As Juventus’ determination to cling on to the European Super League riches shows, the financial picture at the Allianz Stadium is bleak. Getting Ronaldo’s astronomical salary off the books might have its advantages. For his part, Ronaldo’s Instagram post a week ago declaring he’d achieved his goals in Italy hinted he was ready to move on.
So here we are again, with United a potential destination for Ronaldo if he does seek out a new club. He’s flirted with a return to Madrid as well, but there are very few clubs who could afford the salary demands of a 36-year-old Ronaldo and United are certainly more comfortable with that than Real at the moment.
But signing Ronaldo would still be a significant financial investment for United at a time when revenues have taken a hit during the pandemic. The attraction of bringing him back to Old Trafford is obvious, but is Ronaldo really what United need right now?
It would leave Ole Gunnar Solskjaer with two forwards – in Edinson Cavani and Ronaldo – who turn 35 and 37 next February. They can both be an example to the squad with their professionalism, but it doesn’t hint at any long-term planning.
United also have other priorities this summer. A right-winger, for starters, and while Ronaldo could play centre forward or on the left, his days as a natural right-winger are surely over. A central defender also looks essential given United’s struggles without Harry Maguire in the last two-and-a-half weeks of the season, with Real Madrid’s Raphael Varane and Pau Torres among the targets.
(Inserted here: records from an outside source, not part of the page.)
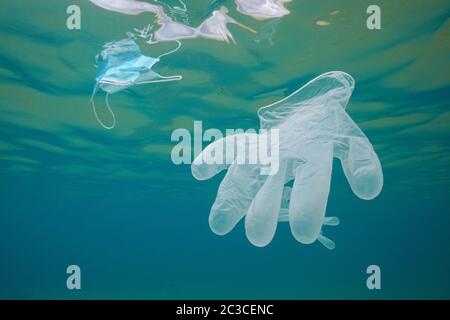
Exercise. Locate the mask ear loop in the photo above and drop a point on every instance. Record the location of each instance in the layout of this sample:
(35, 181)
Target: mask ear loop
(170, 52)
(163, 78)
(108, 107)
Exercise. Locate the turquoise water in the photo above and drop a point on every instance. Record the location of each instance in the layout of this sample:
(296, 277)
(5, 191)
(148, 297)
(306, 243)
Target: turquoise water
(113, 203)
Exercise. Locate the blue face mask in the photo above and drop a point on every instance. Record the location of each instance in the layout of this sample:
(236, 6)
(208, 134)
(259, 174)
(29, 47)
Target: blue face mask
(121, 65)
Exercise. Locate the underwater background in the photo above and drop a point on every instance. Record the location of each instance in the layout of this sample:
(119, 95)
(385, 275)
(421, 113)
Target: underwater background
(113, 202)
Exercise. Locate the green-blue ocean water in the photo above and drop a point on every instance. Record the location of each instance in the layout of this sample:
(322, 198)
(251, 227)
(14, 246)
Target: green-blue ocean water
(113, 202)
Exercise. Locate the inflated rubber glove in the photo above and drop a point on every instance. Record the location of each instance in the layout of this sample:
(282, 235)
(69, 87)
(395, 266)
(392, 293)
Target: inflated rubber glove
(313, 128)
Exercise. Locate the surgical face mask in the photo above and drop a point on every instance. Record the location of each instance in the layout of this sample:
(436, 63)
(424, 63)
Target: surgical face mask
(121, 65)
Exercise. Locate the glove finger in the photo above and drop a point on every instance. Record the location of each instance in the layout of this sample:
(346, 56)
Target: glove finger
(218, 155)
(309, 195)
(235, 194)
(262, 217)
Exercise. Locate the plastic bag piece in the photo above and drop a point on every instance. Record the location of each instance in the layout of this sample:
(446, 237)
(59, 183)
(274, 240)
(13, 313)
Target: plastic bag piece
(313, 128)
(121, 65)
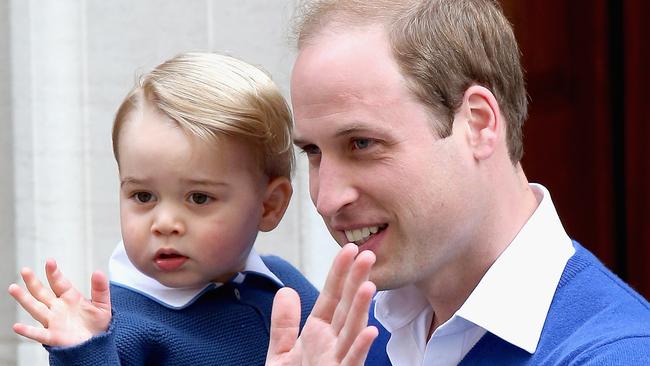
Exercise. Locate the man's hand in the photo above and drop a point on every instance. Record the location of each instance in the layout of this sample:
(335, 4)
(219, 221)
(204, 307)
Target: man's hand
(337, 331)
(68, 318)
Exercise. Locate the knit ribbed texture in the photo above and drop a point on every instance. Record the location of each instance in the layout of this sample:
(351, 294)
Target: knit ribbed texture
(228, 325)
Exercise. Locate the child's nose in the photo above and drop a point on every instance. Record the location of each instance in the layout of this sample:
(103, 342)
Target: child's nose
(167, 221)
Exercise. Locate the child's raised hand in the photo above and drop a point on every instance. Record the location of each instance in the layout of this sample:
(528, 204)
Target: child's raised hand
(68, 318)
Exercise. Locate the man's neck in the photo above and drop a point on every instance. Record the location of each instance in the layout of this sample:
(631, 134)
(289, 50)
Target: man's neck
(448, 288)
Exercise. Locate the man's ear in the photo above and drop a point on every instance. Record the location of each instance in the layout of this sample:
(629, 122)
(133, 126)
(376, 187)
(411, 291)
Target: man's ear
(276, 200)
(484, 121)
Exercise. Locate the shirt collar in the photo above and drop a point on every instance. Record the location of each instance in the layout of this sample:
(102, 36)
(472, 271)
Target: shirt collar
(513, 297)
(124, 274)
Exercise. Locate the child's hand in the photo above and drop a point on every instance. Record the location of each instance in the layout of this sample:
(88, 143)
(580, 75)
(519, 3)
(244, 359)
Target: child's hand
(68, 318)
(337, 331)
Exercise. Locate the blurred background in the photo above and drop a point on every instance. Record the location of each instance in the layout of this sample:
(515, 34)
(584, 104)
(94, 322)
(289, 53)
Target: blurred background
(66, 65)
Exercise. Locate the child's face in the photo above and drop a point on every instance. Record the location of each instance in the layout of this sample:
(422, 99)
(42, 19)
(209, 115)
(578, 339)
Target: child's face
(190, 209)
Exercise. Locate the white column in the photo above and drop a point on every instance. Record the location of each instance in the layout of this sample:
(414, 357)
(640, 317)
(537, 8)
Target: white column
(48, 63)
(8, 269)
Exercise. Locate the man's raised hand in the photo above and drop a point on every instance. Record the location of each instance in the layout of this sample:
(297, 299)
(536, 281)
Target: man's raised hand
(337, 331)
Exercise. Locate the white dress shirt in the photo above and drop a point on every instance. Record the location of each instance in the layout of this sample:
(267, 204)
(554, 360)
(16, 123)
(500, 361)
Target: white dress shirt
(124, 274)
(511, 300)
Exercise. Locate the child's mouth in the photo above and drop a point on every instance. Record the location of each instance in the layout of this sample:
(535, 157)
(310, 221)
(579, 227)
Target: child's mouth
(169, 261)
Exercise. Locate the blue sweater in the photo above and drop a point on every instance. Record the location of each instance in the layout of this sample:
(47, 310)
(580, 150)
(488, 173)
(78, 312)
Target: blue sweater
(594, 319)
(227, 325)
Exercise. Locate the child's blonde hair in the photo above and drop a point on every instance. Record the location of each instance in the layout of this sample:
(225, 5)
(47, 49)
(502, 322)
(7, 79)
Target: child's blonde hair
(214, 96)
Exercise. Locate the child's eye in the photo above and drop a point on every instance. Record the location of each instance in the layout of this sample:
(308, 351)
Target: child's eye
(199, 198)
(143, 197)
(310, 149)
(361, 143)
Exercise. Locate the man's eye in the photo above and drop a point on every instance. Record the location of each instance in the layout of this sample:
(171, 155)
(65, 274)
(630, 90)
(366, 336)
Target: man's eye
(360, 144)
(143, 197)
(199, 198)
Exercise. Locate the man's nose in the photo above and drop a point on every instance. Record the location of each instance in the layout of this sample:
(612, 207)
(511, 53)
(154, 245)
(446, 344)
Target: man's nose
(332, 187)
(167, 220)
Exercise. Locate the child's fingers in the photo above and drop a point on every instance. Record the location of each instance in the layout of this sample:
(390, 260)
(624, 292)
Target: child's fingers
(330, 297)
(39, 311)
(36, 288)
(356, 320)
(100, 293)
(55, 278)
(359, 273)
(40, 335)
(285, 322)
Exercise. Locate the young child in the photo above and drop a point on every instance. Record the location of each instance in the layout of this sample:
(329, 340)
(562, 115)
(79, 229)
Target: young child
(203, 146)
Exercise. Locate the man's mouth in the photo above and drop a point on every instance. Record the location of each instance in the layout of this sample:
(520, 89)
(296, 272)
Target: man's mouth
(362, 235)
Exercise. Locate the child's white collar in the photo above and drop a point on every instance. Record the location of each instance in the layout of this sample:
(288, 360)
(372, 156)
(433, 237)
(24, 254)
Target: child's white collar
(124, 274)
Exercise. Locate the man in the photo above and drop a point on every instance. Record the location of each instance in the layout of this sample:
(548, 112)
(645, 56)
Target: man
(410, 113)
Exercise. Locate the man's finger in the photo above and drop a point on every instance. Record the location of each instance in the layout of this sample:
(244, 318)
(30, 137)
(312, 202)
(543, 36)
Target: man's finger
(36, 288)
(100, 293)
(359, 273)
(55, 278)
(356, 320)
(285, 322)
(360, 348)
(333, 289)
(39, 311)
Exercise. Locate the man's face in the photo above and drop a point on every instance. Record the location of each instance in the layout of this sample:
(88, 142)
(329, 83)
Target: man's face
(378, 174)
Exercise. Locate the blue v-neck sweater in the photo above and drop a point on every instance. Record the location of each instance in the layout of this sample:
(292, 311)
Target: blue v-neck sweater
(594, 319)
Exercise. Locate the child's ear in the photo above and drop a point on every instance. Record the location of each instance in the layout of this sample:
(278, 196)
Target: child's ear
(276, 200)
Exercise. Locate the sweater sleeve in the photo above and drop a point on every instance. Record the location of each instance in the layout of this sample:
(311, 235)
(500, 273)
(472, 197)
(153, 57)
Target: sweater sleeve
(100, 350)
(625, 351)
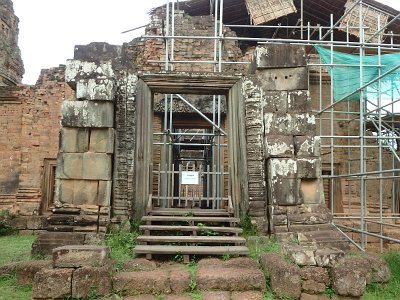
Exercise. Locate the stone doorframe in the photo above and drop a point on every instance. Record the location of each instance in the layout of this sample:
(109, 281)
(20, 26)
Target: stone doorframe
(198, 84)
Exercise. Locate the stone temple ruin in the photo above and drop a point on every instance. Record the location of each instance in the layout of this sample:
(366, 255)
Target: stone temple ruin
(222, 111)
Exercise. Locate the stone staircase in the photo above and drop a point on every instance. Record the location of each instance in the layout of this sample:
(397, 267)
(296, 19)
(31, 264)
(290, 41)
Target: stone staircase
(190, 232)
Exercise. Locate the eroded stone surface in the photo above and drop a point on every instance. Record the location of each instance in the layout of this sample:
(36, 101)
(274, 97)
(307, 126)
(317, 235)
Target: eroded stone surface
(80, 256)
(142, 282)
(285, 277)
(52, 284)
(140, 264)
(25, 272)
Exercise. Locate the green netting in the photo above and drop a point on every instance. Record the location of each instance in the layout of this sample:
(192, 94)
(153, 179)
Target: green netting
(345, 74)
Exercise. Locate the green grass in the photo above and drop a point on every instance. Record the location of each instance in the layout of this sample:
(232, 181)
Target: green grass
(15, 248)
(122, 240)
(271, 245)
(10, 290)
(391, 290)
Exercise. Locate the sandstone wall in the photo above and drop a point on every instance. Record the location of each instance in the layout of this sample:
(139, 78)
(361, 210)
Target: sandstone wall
(30, 117)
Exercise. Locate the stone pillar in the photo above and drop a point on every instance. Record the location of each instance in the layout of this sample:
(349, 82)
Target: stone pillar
(84, 165)
(290, 148)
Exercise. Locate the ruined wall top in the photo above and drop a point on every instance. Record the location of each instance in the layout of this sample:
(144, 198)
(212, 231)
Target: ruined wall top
(11, 66)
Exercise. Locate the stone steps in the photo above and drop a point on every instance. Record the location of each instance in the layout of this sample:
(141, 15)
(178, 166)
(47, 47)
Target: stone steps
(191, 250)
(189, 212)
(190, 232)
(190, 219)
(192, 239)
(194, 229)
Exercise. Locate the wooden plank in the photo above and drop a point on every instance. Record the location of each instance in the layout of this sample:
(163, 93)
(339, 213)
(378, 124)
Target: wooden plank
(198, 250)
(192, 239)
(233, 230)
(188, 212)
(190, 219)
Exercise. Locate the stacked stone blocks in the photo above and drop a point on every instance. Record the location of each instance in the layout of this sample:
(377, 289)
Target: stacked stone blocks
(84, 164)
(291, 149)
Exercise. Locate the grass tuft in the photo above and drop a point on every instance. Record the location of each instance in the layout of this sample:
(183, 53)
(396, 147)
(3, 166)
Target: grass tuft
(391, 290)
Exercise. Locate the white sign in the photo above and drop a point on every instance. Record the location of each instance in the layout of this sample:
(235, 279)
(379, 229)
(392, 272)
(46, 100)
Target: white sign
(190, 177)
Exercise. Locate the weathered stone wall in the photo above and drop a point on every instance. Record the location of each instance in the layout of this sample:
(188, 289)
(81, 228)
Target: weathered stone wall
(11, 66)
(143, 51)
(282, 142)
(30, 117)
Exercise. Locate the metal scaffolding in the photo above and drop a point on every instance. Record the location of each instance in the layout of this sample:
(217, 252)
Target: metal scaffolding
(359, 140)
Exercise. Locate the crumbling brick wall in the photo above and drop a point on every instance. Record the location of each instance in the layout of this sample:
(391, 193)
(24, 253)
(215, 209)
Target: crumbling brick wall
(30, 118)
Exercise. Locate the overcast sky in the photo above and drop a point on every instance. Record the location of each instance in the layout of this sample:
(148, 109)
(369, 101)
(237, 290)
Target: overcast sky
(49, 29)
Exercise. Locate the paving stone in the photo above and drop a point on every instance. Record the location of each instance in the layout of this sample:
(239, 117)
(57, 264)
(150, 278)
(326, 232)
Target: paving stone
(80, 256)
(142, 282)
(92, 279)
(25, 272)
(52, 284)
(215, 295)
(139, 264)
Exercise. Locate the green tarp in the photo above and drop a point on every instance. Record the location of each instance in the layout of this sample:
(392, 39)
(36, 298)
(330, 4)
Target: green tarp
(346, 75)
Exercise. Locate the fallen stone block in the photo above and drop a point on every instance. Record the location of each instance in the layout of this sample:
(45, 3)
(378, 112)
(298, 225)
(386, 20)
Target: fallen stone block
(142, 282)
(26, 271)
(52, 284)
(80, 256)
(302, 255)
(92, 279)
(349, 281)
(305, 296)
(139, 264)
(328, 257)
(285, 277)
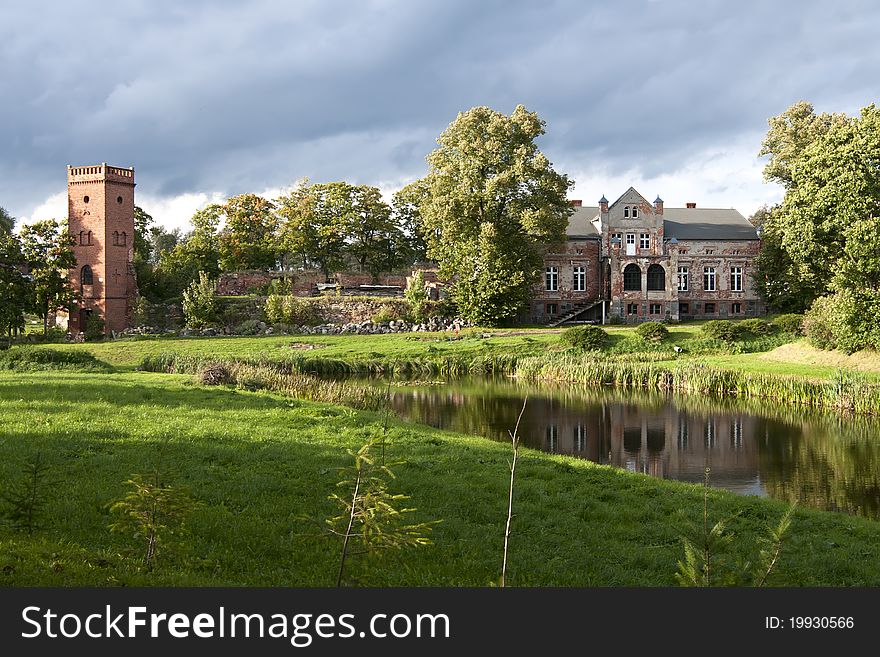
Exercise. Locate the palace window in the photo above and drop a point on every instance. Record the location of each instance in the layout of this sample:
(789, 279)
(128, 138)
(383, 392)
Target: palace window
(709, 279)
(632, 278)
(683, 279)
(656, 278)
(736, 279)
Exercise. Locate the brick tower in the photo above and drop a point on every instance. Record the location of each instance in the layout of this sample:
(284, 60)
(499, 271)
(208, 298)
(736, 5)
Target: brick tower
(100, 202)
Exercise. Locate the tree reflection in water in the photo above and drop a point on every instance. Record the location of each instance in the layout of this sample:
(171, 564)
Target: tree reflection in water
(827, 461)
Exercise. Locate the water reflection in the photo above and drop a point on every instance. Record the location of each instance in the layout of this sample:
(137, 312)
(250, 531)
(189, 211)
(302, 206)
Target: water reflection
(821, 460)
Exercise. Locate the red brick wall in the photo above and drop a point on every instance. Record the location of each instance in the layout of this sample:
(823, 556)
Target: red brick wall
(100, 199)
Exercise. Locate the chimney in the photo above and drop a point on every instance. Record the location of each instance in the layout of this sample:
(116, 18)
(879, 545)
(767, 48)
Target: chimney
(658, 205)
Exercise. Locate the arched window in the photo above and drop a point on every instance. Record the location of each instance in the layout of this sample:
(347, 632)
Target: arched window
(632, 278)
(656, 278)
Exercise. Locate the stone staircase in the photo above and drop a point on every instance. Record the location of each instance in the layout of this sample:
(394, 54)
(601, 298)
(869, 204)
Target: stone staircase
(575, 312)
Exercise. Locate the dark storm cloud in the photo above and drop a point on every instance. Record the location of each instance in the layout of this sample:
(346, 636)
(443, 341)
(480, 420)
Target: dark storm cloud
(234, 96)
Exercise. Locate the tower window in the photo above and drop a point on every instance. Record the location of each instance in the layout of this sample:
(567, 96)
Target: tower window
(632, 278)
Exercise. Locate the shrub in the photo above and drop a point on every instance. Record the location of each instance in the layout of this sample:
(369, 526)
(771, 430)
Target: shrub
(199, 302)
(415, 295)
(389, 312)
(790, 323)
(288, 309)
(586, 338)
(654, 331)
(722, 329)
(756, 326)
(249, 327)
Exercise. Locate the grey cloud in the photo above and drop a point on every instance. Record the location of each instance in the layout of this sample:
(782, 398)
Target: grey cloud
(230, 96)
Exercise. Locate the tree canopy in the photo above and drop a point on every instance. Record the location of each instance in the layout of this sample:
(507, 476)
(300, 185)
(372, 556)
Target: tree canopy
(493, 203)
Should Manchester United try to re-sign Cristiano Ronaldo this summer? Have you say in the comments section.
Signings in central midfield and up front also haven’t been ruled out. Declan Rice has admirers at United for the former role. Ronaldo, in theory, could be classed as a centre forward signing, but really Solskjaer needs a long-term solution there, with next season likely to be Cavani’s last at Old Trafford.
Bringing Ronaldo back to the club would be a romantic move for United. It would delight the fanbase and sell a lot of shirts and he’s clearly still good enough to make a significant contribution.
But he cannot be a priority this summer. United have other areas of this squad that need attention if they’re to challenge for the title next season. Ronaldo alone is no guarantee of trophies these days. Just ask Juventus.